I have always found that a disturbing story, written from a child’s perspective, can be so much more moving and hard hitting than if it were written from an adult’s point of view. Books such as Niccolo Ammaniti’s I’m Not Scared and The Boy with the Striped Pyjamas by John Boyne are very cleverly written, using simple, child-like language and ideas to tell a tale where the horror is just below the surface, not mentioned, but always felt. Only a talented writer could pull off the subtle style where the evils of the book are unspoken but ever present.
György Dragomán, it turns out is one of those talented writers. His second novel about twelve year old Djata growing up under a communist dictatorship is poignant and alive with childish energy.

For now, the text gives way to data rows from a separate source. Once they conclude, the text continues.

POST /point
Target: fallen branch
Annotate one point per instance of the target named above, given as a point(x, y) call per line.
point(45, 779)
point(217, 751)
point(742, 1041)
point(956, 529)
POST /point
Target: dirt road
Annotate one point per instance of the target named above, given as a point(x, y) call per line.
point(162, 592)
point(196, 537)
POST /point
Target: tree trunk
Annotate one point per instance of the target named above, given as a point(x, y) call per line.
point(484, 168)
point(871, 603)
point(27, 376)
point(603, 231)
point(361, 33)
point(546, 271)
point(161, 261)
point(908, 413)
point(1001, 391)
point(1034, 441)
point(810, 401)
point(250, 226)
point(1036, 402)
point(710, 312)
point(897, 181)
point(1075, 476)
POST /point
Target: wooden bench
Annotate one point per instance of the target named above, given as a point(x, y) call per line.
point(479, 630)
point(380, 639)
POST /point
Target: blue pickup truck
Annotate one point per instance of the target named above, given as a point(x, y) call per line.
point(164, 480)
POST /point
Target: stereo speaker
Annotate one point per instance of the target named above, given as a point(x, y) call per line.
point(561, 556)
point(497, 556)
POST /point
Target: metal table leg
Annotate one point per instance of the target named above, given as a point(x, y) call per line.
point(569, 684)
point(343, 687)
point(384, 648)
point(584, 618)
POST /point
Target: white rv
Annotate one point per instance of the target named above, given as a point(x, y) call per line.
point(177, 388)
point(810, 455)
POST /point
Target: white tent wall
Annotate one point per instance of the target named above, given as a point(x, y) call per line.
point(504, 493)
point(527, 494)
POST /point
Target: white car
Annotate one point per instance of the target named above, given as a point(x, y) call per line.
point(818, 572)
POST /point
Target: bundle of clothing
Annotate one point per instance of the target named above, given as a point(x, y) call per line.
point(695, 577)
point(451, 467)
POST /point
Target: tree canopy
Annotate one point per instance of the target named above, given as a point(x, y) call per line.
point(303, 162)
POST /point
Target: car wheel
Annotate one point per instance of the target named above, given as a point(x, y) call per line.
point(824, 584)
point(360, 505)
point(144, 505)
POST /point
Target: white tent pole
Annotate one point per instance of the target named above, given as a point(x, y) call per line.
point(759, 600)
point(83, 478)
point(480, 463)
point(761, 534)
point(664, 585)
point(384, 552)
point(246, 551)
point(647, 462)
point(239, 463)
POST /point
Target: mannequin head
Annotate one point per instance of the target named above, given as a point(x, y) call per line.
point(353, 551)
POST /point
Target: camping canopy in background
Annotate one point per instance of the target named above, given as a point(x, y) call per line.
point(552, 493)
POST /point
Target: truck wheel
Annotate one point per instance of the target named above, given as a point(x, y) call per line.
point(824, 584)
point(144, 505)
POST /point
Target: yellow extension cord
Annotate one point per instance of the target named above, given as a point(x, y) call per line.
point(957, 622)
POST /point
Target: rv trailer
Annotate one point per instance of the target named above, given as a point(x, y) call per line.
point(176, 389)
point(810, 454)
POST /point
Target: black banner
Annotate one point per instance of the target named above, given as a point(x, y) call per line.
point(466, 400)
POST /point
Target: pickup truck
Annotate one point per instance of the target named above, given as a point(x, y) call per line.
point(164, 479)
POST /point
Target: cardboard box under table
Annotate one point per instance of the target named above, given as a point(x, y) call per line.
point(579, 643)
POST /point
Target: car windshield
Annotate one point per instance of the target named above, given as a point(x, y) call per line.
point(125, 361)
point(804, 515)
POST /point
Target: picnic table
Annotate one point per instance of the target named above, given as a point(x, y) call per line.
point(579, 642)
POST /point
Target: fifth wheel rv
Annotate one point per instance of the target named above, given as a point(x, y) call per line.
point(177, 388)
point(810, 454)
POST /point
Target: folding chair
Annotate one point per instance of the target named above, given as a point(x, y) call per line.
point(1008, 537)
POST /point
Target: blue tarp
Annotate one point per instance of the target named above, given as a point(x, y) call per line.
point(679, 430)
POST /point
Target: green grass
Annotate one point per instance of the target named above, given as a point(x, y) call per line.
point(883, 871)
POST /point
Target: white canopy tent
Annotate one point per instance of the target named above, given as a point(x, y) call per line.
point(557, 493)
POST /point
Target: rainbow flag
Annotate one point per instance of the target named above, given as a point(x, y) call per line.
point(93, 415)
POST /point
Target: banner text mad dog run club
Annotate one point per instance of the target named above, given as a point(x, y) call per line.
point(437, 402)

Djata’s father has been taken away and by some ‘colleagues’ for what he promised would only be a couple of weeks. The weeks stretch into months and eventually, Djata begins to realise that something much more sinister is going on.

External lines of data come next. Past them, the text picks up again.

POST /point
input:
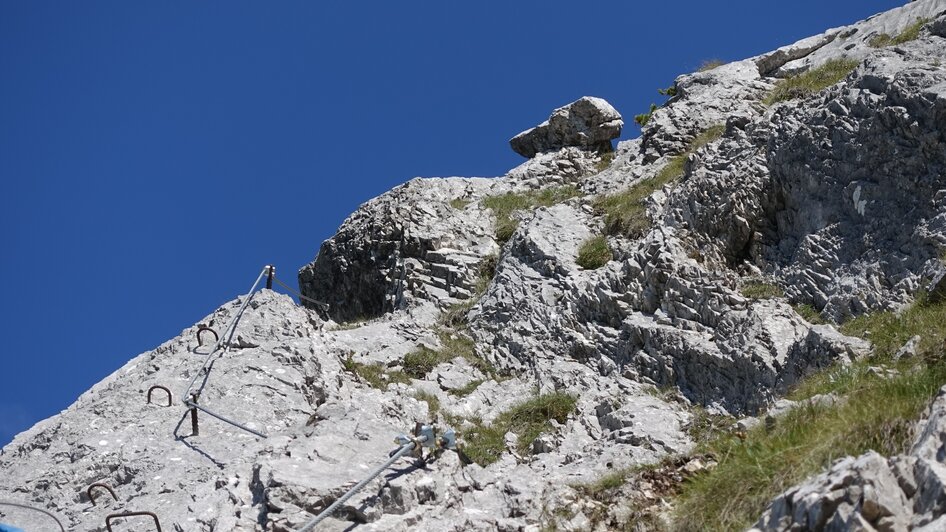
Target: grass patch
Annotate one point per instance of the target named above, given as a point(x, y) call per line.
point(352, 324)
point(594, 253)
point(504, 205)
point(459, 203)
point(888, 331)
point(468, 389)
point(433, 404)
point(606, 159)
point(375, 375)
point(812, 81)
point(809, 312)
point(643, 118)
point(761, 290)
point(878, 414)
point(484, 444)
point(625, 212)
point(709, 64)
point(910, 33)
point(453, 344)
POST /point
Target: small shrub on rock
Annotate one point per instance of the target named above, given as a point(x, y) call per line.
point(594, 253)
point(504, 205)
point(812, 81)
point(910, 33)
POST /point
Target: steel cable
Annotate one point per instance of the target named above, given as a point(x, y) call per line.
point(407, 447)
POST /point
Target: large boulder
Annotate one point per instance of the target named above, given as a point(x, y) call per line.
point(588, 123)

Life is hard for Djata and his mother, with unexpected visits from the State Security and money struggles, but being a child, there are so many other important things to think about. Such as the war that is brewing between Djata’s friends and the ‘Other-Streeters’. He also has to keep out of trouble at school and football practice, because the teachers are not afraid to knock sense into troublemakers. But try as he might, Djata seems to constantly be in the wrong place at the wrong time.
Djata’s character is full of boyish energy, kindness and mischievousness – a very realistic portrayal of a child of his age. He is loving towards his mother, rising early to pick her favourite flowers, and always trying to please her in small ways. His innocence and naivety are touching and an uncomfortable reminder to me of my own childhood.
The White King is a book about a normal boy in an extreme and harsh reality filled with brutal teachers, an unforgiving country and confusing emotions. It is distressing, poignant and you have no idea where it will end up.